Normalization of a relational data schema (table structure) is the division of attributes (table columns) into several relations (tables) according to the normalization rules (see below) so that a form is created that no longer contains redundancies.
A conceptual schema that contains data redundancies can result in changes to the database; it realizes not to change the multiple data contained units, but only partially and incompletely, making it obsolete or contradictory. One can speak of occurring anomalies. In addition, multiple storages of the same data take up unnecessary storage space. To prevent redundancy, such tables are normalized.
There are several degrees to which a database schema can be immune to anomalies. Depending on this, it is said that it is in the first, second, third, etc. normal form. These normal forms are defined by certain formal requirements for the schema. One brings a relational data schema into a normal form by progressively decomposing its relations into simpler ones based on their functional dependencies until no further decomposition is possible. However, data must not be lost under any circumstances. With Delobel’s theorem, one can formally prove for a decomposition step that it does not entail any data loss.
---
Normal forms fit into each other, so much so that respect for a normal form of the higher level implies respect for the normal forms of the lower levels. In the OLTP relational model, there are eight normal forms, the first three being the best known and used:
- the first normal form denoted 1NF
- the second normal form denoted 2NF
- the third normal form denoted 3NF
- the normal form of Boyce Codd denoted BCNF
- the fourth normal form denoted 4NF
- the fifth normal form denoted 5NF
- the normal form key domain denoted DKNF
- the sixth normal form denoted 6NF
The normal form comes after the simple validity of a relational model, that is, the values of the different attributes are functionally dependent on the primary key (completely determined by the primary key). Normalizing is mainly done in the phase of designing a relational database. For normalization, there are algorithms (synthesis algorithm (3NF), decomposition algorithm (BCNF), etc.) that can be automated. The decomposition methodology follows the relational design theory.
An example: A database contains names of the customers and their addresses as well as orders that are assigned to the customers. Since there can be several orders from the same customer, a recording of the customer data (possibly with address data) in the order table would lead to them occurring there several times, although the customer always has only one set of valid data (redundancy). For example, incorrect address data for the customer may be entered in one order, and the correct data is recorded in the next order. This can lead to contradictory data – in this table or compared to other tables. The data would then not be consistent, you would not know which data is correct. Maybe even both addresses are not correct because the customer has moved.
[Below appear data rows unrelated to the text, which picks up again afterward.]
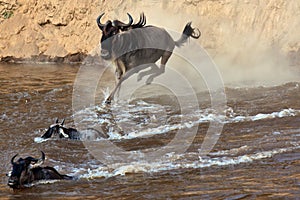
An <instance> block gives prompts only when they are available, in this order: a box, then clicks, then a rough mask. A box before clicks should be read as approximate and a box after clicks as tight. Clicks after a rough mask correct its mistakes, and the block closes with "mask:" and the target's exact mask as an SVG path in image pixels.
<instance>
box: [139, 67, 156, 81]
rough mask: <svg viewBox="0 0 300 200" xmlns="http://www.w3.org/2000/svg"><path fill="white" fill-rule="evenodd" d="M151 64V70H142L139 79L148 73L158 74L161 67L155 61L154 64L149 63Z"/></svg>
mask: <svg viewBox="0 0 300 200" xmlns="http://www.w3.org/2000/svg"><path fill="white" fill-rule="evenodd" d="M149 66H150V69H149V70H147V71H144V72H140V73H139V74H138V77H137V81H140V80H142V78H143V77H144V76H147V75H150V74H156V73H158V71H159V67H158V66H157V65H156V64H155V63H153V64H151V65H149Z"/></svg>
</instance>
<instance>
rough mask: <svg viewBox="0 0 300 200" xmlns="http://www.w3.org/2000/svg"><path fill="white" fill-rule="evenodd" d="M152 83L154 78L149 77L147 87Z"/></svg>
mask: <svg viewBox="0 0 300 200" xmlns="http://www.w3.org/2000/svg"><path fill="white" fill-rule="evenodd" d="M152 82H153V78H152V77H149V78H147V80H146V85H150V84H151V83H152Z"/></svg>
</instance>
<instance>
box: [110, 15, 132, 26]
mask: <svg viewBox="0 0 300 200" xmlns="http://www.w3.org/2000/svg"><path fill="white" fill-rule="evenodd" d="M127 15H128V18H129V22H128V24H125V23H123V22H121V21H119V20H114V21H113V26H117V27H118V28H121V29H122V30H125V29H126V28H128V27H130V26H131V24H132V23H133V19H132V17H131V15H130V14H129V13H127Z"/></svg>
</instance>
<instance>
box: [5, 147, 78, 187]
mask: <svg viewBox="0 0 300 200" xmlns="http://www.w3.org/2000/svg"><path fill="white" fill-rule="evenodd" d="M17 156H18V154H16V155H14V156H13V157H12V159H11V164H12V171H11V172H10V174H8V175H7V176H9V179H8V183H7V184H8V186H9V187H11V188H14V189H18V188H23V187H24V184H29V183H32V182H33V181H37V180H50V179H66V180H70V179H72V177H71V176H67V175H61V174H60V173H58V172H57V171H56V170H55V169H54V168H53V167H41V165H42V164H43V163H44V160H45V154H44V152H42V156H41V157H40V158H38V159H37V158H33V157H31V156H29V157H26V158H25V159H23V158H19V159H18V160H17V161H14V160H15V158H16V157H17Z"/></svg>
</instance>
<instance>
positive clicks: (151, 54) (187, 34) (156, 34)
mask: <svg viewBox="0 0 300 200" xmlns="http://www.w3.org/2000/svg"><path fill="white" fill-rule="evenodd" d="M103 15H104V13H103V14H101V15H99V16H98V18H97V20H96V21H97V24H98V27H99V28H100V30H101V31H102V38H101V57H102V58H103V59H105V60H112V61H113V62H114V63H115V65H116V76H117V79H118V82H117V84H116V86H115V88H114V89H113V91H112V92H111V93H110V95H109V97H108V98H107V99H106V101H105V102H106V103H110V102H111V100H112V99H113V97H114V94H115V92H116V91H117V90H118V89H119V88H120V86H121V83H122V82H123V81H124V80H126V79H127V78H128V77H129V76H130V75H132V74H133V73H136V72H138V71H140V70H141V69H144V68H140V66H148V67H149V66H150V67H151V69H152V72H153V71H155V74H152V75H151V76H150V77H149V78H148V80H147V83H150V82H151V81H152V80H153V78H154V77H156V76H158V75H160V74H162V73H164V71H165V65H166V63H167V62H168V59H169V58H170V56H171V55H172V52H173V50H174V48H175V46H177V47H180V46H182V45H183V44H184V43H185V42H186V41H187V39H188V38H189V37H192V38H195V39H198V38H199V37H200V36H201V32H200V31H199V29H197V28H192V26H191V22H189V23H187V24H186V26H185V28H184V30H183V33H182V35H181V37H180V38H179V39H178V40H176V41H174V40H173V39H172V37H171V36H170V34H169V33H168V32H167V31H166V30H165V29H164V28H159V27H156V26H145V24H146V18H145V15H144V13H142V14H141V15H140V19H139V21H138V22H137V23H135V24H133V18H132V16H131V15H130V14H129V13H127V15H128V17H129V22H128V23H127V24H126V23H123V22H121V21H119V20H113V21H111V20H108V21H107V22H106V23H105V24H103V23H101V21H100V20H101V18H102V17H103ZM159 59H161V64H160V67H159V68H158V67H157V66H156V65H155V62H156V61H158V60H159ZM155 66H156V70H154V67H155ZM130 71H131V72H130ZM149 71H150V70H149ZM150 73H151V72H150ZM147 74H149V72H148V73H147V72H146V73H145V72H144V75H147ZM138 79H140V77H138Z"/></svg>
With a normalized database, there is only one entry for the customer data in the customer table to which each order of this customer is linked (usually via the customer number). In the case of the relocation of a customer (another example is the change of VAT), there would be several entries in the corresponding table, but these are additionally distinguishable by specifying a validity period and can be addressed in the above customer example via the combination order date/customer number.
Weaknesses in the data model due to a lack of normalization can – in addition to the typical anomalies – mean a higher effort for later further development. On the other hand, normalization steps can be deliberately omitted in the database design for performance considerations (denormalization). A typical example of this is the star schema in the data warehouse.
The creation of a normalized schema is supported by automatic derivation from a conceptual data model; in practice, an extended entity-relationship model (ERM) or a class diagram of the Unified Modeling Language (UML) serves as a starting point. The relational schema derived from the conceptual design can then be checked with the help of normalizations; however, some formalisms and algorithms can already ensure this property.